AK: Estão conseguindo passar a boiada à luz do dia. Toleramos a destruição da Mata Atlântica até ela ser reduzida a 12% ou 13% da sua cobertura original. Isso dá oportunidade para um ministro imbecil sobrevoar a Amazônia e dizer que 78% da floresta é Mata Atlântica. A frase é esquizofrênica. Mas, se uma pessoa que está ganhando dinheiro público pode falar asneiras e continuar tranquilo no cargo, então a gente chegou no fim do mundo.
CC: Como você tem acompanhado o avanço da Covid-19 sobre as periferias, sobretudo nas terras indígenas?

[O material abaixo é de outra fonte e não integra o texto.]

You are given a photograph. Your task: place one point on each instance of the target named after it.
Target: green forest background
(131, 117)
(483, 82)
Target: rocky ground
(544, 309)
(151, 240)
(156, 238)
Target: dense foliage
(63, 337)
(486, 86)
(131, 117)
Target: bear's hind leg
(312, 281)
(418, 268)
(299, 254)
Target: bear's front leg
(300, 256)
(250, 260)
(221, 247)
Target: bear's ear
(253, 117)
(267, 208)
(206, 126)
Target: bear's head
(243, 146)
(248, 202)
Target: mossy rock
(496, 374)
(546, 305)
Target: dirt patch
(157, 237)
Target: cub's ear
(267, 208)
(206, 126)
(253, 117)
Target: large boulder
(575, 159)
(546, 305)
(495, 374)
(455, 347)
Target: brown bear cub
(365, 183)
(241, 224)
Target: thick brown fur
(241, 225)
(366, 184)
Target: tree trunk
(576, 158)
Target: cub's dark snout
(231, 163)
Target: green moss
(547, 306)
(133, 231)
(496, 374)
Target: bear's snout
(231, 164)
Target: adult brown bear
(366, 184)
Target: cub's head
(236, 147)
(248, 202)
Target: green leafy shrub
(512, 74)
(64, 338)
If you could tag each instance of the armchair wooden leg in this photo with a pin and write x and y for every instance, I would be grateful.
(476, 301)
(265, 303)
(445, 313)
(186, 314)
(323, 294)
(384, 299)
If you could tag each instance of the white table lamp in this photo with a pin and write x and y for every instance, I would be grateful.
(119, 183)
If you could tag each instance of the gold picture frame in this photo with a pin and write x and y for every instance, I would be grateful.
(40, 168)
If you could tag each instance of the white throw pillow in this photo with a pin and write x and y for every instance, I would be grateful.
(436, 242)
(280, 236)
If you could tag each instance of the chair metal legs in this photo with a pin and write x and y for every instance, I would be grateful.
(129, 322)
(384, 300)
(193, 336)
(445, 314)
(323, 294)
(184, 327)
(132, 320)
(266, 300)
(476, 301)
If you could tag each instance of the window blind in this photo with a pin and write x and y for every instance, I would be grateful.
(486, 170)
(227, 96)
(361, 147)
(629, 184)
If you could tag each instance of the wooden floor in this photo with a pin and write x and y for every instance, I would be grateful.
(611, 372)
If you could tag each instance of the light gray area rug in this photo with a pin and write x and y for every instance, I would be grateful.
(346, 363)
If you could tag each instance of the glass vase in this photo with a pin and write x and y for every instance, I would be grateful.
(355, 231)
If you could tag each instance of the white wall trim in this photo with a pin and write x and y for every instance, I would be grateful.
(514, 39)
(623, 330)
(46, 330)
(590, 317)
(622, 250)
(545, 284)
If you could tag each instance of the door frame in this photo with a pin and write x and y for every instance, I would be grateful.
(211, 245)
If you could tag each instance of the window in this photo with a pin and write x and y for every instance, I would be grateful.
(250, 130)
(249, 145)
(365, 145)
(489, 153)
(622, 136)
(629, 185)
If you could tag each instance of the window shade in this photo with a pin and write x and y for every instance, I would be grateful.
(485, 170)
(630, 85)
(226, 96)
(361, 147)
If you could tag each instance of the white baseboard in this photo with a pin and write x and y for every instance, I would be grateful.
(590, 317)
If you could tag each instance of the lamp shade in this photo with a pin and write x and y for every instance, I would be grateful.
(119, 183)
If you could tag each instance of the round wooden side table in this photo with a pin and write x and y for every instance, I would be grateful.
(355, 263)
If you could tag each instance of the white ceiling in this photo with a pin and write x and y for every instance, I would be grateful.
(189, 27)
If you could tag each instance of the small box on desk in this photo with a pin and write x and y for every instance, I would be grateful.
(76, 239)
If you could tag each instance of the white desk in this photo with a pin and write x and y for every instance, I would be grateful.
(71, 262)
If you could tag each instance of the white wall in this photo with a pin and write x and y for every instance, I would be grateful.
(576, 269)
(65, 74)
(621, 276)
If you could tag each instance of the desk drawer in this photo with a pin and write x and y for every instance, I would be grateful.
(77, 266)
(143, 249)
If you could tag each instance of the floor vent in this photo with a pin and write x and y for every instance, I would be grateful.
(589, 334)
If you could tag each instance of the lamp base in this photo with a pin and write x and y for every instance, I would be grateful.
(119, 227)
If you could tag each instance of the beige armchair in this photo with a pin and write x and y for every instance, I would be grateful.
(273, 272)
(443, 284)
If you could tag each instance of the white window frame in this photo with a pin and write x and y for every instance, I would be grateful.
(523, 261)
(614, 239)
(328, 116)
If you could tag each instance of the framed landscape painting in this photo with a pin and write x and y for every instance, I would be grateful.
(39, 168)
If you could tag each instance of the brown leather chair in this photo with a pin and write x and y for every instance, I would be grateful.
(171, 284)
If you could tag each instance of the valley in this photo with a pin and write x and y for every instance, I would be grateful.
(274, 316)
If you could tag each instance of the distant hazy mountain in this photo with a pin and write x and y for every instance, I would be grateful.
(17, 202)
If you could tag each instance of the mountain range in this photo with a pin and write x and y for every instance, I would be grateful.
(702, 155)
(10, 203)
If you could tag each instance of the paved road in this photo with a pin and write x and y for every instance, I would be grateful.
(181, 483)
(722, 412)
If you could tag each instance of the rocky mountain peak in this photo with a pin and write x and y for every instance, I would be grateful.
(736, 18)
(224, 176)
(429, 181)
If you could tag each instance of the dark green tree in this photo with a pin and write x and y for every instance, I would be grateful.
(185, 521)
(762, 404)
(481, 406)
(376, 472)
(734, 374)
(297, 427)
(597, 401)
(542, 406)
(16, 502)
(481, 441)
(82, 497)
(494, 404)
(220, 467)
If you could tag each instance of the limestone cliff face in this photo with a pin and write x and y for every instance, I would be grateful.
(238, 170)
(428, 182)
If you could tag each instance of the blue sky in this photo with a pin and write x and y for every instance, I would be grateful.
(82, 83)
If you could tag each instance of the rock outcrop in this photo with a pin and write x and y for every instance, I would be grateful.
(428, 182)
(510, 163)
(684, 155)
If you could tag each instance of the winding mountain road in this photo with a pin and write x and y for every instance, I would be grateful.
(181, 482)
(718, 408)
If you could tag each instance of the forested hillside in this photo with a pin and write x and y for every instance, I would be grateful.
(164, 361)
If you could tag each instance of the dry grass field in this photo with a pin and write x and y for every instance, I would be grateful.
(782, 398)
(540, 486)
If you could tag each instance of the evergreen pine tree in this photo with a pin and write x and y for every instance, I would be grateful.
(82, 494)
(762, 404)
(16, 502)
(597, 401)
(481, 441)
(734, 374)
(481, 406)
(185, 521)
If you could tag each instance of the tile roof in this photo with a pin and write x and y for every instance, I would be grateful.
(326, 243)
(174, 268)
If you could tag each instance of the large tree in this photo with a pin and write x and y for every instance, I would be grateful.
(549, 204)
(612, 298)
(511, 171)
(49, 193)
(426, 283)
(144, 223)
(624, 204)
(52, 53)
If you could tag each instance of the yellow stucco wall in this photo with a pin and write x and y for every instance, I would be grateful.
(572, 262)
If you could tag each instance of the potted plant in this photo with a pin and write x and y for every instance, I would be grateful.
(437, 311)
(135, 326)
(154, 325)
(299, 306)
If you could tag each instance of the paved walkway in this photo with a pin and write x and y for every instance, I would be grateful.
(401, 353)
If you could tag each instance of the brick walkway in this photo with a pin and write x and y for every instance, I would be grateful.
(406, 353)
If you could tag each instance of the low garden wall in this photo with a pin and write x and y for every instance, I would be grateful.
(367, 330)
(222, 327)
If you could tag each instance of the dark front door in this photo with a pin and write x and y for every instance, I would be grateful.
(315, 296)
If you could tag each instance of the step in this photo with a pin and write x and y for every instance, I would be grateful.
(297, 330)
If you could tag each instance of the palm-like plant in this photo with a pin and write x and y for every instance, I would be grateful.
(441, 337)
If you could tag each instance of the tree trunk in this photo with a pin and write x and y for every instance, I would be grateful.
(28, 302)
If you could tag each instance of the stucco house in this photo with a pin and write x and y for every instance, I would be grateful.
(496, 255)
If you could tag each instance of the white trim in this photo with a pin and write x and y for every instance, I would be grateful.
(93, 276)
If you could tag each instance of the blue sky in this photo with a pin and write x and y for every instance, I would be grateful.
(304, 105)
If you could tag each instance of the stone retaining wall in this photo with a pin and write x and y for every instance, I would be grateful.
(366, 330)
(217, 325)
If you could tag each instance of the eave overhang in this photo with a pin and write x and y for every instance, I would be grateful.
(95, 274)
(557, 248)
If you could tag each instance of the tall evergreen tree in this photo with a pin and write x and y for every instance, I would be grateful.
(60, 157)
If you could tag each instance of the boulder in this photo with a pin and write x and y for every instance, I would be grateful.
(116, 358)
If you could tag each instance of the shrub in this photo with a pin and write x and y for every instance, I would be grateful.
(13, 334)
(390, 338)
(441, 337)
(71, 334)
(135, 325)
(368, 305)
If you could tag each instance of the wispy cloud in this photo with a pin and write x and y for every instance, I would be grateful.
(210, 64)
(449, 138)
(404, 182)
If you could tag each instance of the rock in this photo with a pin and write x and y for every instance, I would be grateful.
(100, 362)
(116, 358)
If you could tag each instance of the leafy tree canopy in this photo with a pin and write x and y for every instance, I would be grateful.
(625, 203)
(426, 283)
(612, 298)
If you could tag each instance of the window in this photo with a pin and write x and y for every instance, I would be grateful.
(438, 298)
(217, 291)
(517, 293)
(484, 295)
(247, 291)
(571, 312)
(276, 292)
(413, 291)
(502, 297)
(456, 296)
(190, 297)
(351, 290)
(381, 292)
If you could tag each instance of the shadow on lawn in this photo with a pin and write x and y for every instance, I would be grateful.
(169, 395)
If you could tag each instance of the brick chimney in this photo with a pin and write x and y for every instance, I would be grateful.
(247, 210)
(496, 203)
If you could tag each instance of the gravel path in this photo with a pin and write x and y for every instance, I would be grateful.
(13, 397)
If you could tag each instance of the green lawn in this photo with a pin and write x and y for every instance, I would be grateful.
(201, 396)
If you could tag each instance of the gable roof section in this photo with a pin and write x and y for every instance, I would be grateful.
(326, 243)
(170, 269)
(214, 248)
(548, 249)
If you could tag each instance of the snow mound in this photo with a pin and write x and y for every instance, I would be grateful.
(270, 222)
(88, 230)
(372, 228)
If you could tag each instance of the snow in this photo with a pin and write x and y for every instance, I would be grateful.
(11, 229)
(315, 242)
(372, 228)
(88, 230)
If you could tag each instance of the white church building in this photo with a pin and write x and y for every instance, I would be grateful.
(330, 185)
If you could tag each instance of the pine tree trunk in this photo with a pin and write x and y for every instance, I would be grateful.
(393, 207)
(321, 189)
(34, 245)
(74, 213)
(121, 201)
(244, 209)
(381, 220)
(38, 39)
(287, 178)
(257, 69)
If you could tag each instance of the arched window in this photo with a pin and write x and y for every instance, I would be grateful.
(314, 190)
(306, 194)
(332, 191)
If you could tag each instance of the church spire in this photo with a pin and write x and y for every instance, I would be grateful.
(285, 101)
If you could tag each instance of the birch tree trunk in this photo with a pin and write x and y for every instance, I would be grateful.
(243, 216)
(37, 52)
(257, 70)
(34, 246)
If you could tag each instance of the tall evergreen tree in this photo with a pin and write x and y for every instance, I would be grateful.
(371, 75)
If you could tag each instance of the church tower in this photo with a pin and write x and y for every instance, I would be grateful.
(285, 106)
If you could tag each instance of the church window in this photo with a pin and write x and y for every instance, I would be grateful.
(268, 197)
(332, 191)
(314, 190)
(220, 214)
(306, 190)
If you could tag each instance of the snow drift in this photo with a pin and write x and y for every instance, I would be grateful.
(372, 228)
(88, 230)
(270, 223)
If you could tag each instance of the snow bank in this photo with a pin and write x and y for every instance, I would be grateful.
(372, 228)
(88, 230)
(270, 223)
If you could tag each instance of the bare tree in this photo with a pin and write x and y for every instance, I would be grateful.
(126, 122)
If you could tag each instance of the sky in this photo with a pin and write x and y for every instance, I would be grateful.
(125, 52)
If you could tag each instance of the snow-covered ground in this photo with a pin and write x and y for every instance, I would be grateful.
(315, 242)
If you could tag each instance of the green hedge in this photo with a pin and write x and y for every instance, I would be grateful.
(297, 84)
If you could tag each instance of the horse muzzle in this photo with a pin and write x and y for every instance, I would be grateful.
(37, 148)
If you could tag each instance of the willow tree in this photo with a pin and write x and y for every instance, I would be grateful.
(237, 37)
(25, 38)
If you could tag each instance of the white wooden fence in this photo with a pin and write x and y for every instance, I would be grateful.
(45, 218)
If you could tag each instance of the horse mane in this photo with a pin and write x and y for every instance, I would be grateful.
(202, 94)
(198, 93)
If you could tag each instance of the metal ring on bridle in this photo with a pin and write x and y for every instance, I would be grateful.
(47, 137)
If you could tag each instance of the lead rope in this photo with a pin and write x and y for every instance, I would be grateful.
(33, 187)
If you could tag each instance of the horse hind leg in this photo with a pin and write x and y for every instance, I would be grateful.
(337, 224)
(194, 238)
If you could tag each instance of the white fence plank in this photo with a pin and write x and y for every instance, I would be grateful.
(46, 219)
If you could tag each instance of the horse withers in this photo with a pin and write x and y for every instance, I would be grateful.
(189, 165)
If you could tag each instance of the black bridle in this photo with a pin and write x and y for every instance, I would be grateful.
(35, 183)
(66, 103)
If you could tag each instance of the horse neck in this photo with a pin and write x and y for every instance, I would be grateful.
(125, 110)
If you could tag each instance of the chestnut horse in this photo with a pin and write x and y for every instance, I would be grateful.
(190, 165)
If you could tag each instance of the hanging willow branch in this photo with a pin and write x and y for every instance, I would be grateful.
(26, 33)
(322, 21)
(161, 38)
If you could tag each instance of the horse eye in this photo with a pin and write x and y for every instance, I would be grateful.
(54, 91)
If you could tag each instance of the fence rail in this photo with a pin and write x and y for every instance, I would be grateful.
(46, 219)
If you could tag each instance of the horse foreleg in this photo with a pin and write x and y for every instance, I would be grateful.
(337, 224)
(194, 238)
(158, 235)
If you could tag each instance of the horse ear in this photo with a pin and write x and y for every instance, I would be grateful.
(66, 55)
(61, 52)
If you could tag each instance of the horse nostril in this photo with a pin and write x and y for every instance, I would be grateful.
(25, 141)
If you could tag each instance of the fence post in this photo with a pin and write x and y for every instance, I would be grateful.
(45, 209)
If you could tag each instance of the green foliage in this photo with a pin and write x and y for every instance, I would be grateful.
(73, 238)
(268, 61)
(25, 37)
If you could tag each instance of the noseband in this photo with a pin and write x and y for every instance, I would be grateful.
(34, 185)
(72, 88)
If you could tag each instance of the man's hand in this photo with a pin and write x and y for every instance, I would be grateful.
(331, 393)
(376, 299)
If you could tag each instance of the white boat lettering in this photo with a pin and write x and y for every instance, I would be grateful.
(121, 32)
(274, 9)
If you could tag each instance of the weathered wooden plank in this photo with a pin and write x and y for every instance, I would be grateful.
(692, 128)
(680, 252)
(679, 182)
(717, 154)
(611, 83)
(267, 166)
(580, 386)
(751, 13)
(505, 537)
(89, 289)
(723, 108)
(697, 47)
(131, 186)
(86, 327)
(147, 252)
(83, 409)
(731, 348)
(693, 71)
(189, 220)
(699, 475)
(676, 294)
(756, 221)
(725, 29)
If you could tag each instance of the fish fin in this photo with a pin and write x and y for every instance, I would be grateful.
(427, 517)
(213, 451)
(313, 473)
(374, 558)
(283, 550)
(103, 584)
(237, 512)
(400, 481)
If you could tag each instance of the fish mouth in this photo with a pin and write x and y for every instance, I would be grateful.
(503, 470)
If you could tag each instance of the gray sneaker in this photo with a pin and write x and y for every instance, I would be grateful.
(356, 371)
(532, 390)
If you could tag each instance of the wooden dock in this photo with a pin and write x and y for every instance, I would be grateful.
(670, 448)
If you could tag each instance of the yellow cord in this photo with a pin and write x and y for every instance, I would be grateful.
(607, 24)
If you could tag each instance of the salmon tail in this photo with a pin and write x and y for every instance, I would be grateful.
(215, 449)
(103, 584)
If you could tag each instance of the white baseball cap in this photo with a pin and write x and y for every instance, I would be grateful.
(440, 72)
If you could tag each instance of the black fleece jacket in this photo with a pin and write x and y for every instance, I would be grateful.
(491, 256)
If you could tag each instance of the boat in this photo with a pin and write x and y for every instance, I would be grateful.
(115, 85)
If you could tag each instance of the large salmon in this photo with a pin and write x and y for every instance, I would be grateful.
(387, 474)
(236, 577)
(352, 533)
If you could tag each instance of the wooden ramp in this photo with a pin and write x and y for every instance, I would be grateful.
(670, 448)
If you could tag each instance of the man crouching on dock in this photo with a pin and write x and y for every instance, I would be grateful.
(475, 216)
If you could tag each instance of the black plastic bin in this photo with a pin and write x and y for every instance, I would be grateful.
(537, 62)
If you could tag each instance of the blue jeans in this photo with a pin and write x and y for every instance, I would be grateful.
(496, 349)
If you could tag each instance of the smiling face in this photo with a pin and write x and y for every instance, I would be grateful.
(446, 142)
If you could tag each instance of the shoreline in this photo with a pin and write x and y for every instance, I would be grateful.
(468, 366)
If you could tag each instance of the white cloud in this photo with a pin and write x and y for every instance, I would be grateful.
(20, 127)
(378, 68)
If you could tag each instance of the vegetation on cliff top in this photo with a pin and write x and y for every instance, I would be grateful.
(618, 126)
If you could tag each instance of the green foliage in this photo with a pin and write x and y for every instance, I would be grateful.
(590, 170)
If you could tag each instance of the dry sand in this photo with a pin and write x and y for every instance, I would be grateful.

AK: Quando anunciaram a pandemia e ela começou a comer gente no Sudeste, no fundo pensei: “Ainda bem que o nosso povo está na floresta e aqueles que estão nas regiões mais remotas vão ficar protegidos”. A minha surpresa é admitir que a letalidade, quando chega na floresta, é muito maior do que quando afeta quem vive numa periferia urbana. Quem é que sabe quem está morrendo na periferia ou no centro? Quantos negros? Quantos brancos pobres? Quantos ricos? O IBGE, esses institutos nossos deveriam fazer uma diferenciação para que a gente não fique na mesma lógica do ministro (Ricardo) Salles, de que é para deixar passar a boiada. A boiada é indistinta, não tem personalidade. Nós não somos gado. O Brasil, o Estado brasileiro, as instituições, têm a obrigação de dizer a cor, a origem e o nome de quem está sendo jogado em vala comum e sendo enterrado por retroescavadeiras.